Wichtig ist, daß Bader zur Religion allgemein eine bestimmte Selbstkritik ausübt. Er sagt: "Die Kritik an den Religionen hat dennoch einige berechtigte sozialphilosophische Argumente für sich." (Anm. 4, S. 22.)  Er ist kein bloßer Christ, sondern auch ein kritisch reflexiver Wissenschaftler. Er stellt die Gegenstände seiner Erfahrung als Objekte seiner Forschung zum Nachvollziehen der wissenschaftlichen Wahrheit. Als ein Universitätslehrer hält er sein Bekenntnis: er ist aber nicht dazu verpflichtet, vom Bekenntnis der eigenen Religion zu bekunden. Der Grund, warum ich ihn schätze und mit ihm diskutieren kann, liegt eben in diesem Punkt.
Hier entsteht das Verhältnis der Religionswissenschaft als Theorie und der Religion als Praxis.

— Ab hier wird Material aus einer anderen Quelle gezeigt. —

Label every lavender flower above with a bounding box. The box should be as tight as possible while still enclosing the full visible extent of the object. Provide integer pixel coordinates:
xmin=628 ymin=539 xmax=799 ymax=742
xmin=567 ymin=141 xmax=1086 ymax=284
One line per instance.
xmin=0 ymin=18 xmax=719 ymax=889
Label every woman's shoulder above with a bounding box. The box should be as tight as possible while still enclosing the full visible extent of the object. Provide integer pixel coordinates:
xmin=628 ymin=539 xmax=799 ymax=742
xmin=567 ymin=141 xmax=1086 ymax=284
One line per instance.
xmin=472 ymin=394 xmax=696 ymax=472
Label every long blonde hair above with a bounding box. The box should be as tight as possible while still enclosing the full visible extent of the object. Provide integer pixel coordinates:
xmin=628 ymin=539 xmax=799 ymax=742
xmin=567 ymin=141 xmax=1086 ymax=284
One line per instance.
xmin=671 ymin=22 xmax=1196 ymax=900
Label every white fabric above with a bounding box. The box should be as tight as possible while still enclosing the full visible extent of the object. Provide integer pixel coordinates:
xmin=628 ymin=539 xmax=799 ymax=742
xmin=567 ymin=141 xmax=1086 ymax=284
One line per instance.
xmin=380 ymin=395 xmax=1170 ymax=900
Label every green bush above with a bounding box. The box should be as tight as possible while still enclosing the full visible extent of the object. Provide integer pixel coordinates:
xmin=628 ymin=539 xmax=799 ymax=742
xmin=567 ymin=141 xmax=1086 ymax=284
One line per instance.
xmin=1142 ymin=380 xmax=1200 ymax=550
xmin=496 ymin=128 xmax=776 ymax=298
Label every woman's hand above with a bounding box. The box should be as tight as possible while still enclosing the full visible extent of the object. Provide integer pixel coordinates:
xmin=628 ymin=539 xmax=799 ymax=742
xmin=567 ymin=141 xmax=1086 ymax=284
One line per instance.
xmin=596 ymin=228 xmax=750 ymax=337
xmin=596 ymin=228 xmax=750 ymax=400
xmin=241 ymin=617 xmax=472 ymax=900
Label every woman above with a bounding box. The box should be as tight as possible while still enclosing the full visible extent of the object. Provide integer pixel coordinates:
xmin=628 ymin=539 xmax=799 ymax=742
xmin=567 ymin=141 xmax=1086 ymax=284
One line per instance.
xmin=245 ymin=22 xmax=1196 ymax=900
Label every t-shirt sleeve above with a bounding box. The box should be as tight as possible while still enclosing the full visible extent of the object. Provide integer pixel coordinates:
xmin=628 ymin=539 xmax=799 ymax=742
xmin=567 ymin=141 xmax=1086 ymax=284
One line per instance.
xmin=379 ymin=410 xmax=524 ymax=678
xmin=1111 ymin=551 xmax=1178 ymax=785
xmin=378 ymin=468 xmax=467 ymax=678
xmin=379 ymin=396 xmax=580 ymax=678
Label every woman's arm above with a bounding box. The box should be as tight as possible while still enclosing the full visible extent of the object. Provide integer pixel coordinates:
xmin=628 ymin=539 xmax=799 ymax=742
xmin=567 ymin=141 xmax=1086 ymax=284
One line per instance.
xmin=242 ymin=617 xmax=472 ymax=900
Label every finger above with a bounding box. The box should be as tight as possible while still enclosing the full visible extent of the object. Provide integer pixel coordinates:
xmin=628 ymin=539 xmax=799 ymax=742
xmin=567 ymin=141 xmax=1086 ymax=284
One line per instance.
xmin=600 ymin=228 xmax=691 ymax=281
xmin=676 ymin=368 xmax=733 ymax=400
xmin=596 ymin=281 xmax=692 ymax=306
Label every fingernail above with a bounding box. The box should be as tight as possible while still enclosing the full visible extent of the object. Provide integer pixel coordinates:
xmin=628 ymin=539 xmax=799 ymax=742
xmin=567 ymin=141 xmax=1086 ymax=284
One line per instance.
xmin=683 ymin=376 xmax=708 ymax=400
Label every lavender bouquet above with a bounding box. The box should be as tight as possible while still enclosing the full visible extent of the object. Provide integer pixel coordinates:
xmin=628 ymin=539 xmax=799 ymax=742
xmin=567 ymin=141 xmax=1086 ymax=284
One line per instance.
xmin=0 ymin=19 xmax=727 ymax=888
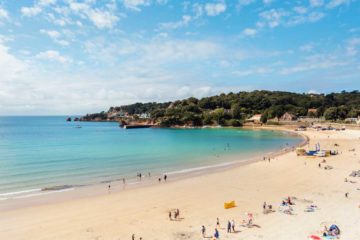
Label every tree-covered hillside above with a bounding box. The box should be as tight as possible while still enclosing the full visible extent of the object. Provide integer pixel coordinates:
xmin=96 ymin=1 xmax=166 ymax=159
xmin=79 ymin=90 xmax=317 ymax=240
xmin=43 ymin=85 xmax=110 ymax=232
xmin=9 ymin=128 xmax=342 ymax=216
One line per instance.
xmin=82 ymin=91 xmax=360 ymax=126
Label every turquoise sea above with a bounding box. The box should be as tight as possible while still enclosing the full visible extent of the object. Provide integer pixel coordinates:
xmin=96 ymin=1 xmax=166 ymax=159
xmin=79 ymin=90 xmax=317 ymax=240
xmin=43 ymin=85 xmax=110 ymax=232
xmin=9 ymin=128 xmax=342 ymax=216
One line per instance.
xmin=0 ymin=116 xmax=301 ymax=200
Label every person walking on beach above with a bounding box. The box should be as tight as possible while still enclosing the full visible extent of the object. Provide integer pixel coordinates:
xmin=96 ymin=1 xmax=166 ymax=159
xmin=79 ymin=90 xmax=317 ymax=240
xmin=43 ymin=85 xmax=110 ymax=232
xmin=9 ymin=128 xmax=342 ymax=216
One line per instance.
xmin=201 ymin=225 xmax=206 ymax=238
xmin=214 ymin=228 xmax=220 ymax=239
xmin=263 ymin=202 xmax=266 ymax=213
xmin=228 ymin=221 xmax=231 ymax=233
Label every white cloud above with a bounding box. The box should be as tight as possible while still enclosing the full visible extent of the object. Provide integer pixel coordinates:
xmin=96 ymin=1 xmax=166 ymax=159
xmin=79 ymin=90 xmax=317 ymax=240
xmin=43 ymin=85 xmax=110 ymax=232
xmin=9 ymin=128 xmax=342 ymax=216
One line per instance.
xmin=279 ymin=54 xmax=348 ymax=75
xmin=21 ymin=6 xmax=42 ymax=17
xmin=40 ymin=29 xmax=60 ymax=39
xmin=242 ymin=28 xmax=257 ymax=36
xmin=346 ymin=38 xmax=360 ymax=56
xmin=123 ymin=0 xmax=151 ymax=11
xmin=0 ymin=40 xmax=27 ymax=80
xmin=260 ymin=9 xmax=289 ymax=28
xmin=309 ymin=0 xmax=324 ymax=7
xmin=69 ymin=2 xmax=119 ymax=29
xmin=40 ymin=29 xmax=70 ymax=46
xmin=326 ymin=0 xmax=351 ymax=8
xmin=232 ymin=67 xmax=273 ymax=77
xmin=35 ymin=50 xmax=71 ymax=63
xmin=293 ymin=6 xmax=307 ymax=14
xmin=0 ymin=6 xmax=9 ymax=19
xmin=159 ymin=15 xmax=191 ymax=29
xmin=204 ymin=2 xmax=226 ymax=16
xmin=87 ymin=9 xmax=119 ymax=28
xmin=237 ymin=0 xmax=256 ymax=7
xmin=39 ymin=0 xmax=56 ymax=6
xmin=299 ymin=43 xmax=314 ymax=52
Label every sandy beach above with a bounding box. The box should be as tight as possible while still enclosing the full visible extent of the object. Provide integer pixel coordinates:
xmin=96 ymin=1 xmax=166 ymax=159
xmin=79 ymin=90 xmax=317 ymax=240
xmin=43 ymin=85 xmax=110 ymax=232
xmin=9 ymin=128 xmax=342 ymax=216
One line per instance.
xmin=0 ymin=126 xmax=360 ymax=240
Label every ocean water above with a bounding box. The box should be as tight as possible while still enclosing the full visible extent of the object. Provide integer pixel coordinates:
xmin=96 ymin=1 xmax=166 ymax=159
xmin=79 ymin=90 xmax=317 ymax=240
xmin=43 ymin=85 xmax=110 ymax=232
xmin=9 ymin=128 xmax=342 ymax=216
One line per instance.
xmin=0 ymin=116 xmax=301 ymax=200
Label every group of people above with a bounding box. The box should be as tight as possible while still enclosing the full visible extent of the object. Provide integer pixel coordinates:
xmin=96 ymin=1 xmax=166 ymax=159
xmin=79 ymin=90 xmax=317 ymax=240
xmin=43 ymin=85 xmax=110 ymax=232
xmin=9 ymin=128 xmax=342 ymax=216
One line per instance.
xmin=131 ymin=234 xmax=142 ymax=240
xmin=169 ymin=209 xmax=180 ymax=221
xmin=263 ymin=202 xmax=273 ymax=214
xmin=201 ymin=218 xmax=236 ymax=239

Praktiker der Religion müssen aufgrund ihres Bekenntnisses ihre Lehre aktivieren. Aber Religionswissenschaftler müssen zu der Religion eine gewisse Distanz halten. Denn die Erscheinung der Religion ist Gegenstand seiner/ihrer objektiv-wissenschaftlichen Forschung. Wenn auch er/sie an einer bestimmten Lehre der Religion glaubt, ist ihm/ihr postuliert, ein kritisch reflexives Verhalten der Religion gegenüber aufzuweisen. Fukazawa, der Religionswissenschaftler, betont die "Kritische Funktion der Religionswissenschaft".6)Wenn man die Religionskritik in der neuzeitlichen Aufklärung betrachtet, ist klar, daß das Christentum seither die regelmäßige Kritik an sich selbst ausübt und sich dementsprechend verändert. Die Religionswissenschaft muß zugleich den bestimmten Religionen kritisch entgegenstehen. Für Bader besteht eine derartige Aufgabe.
Manche Praktiker der Religionen lassen die Fehler und Übeltaten ihrer eigenen Religion als vergangene Sachen außer acht. Sie verhalten sich als richtige Vertreter und reden nur von den schönen Seiten ihres eigenen Bekenntnisses. Manche andere ohne Bekenntnis können nicht umhin, Religionen zu bezweifeln. Bader repräsentiert demgegenüber die Position: "Der dogmatische Verfall der christlichen Religion führte zum Ausbruch der Religionskriege. Dies muß man aufrichtig bekennen und sich kritisch gegen den Krieg besinnen. Dies ist eben der Ausgangspunkt der Religionswissenschaft. "Der 30jährige Krieg zwischen Katholiken und Protestanten des Anfangs des 17. Jhdts. führte dazu, daß sich die Gesamtbevölkerungszahl in Deutschland von 18.000.000 auf 7.000.000 verringert hat. Bader: "Religionskrieg ist eine fehlgeschlagene Ausübung der Fähigkeit der Religion selbst." (Vgl.Anm. 4,S. 21.) Herr Bader beobachtet aufmerksam die gewaltigen Auseinandersetzungen in Bosnien und Irland: In ihrem Hintergrund bleiben unterschiedliche Religionsbekenntnisse. Er verweist darauf: "Vermutlich ist die Gewaltlosigkeit in irgendeiner Form mit dem Kern aller Religionen überhaupt eng verknüpft. Unter diesem Aspekt werden nicht nur Religionskriege grundsätzlich vermeidbar, sondern die Religionen können wohl als Schutz gegen Kriege aller Art dienen." (Vgl. Anm. 4,S., 25.) Meiner Ansicht nach hat diese ernsthafte Konfrontation, die bei Bader der Fall ist, zum Wiederherstellen und Anerkennen der Religion einen wichtigen Beitrag zu leisten.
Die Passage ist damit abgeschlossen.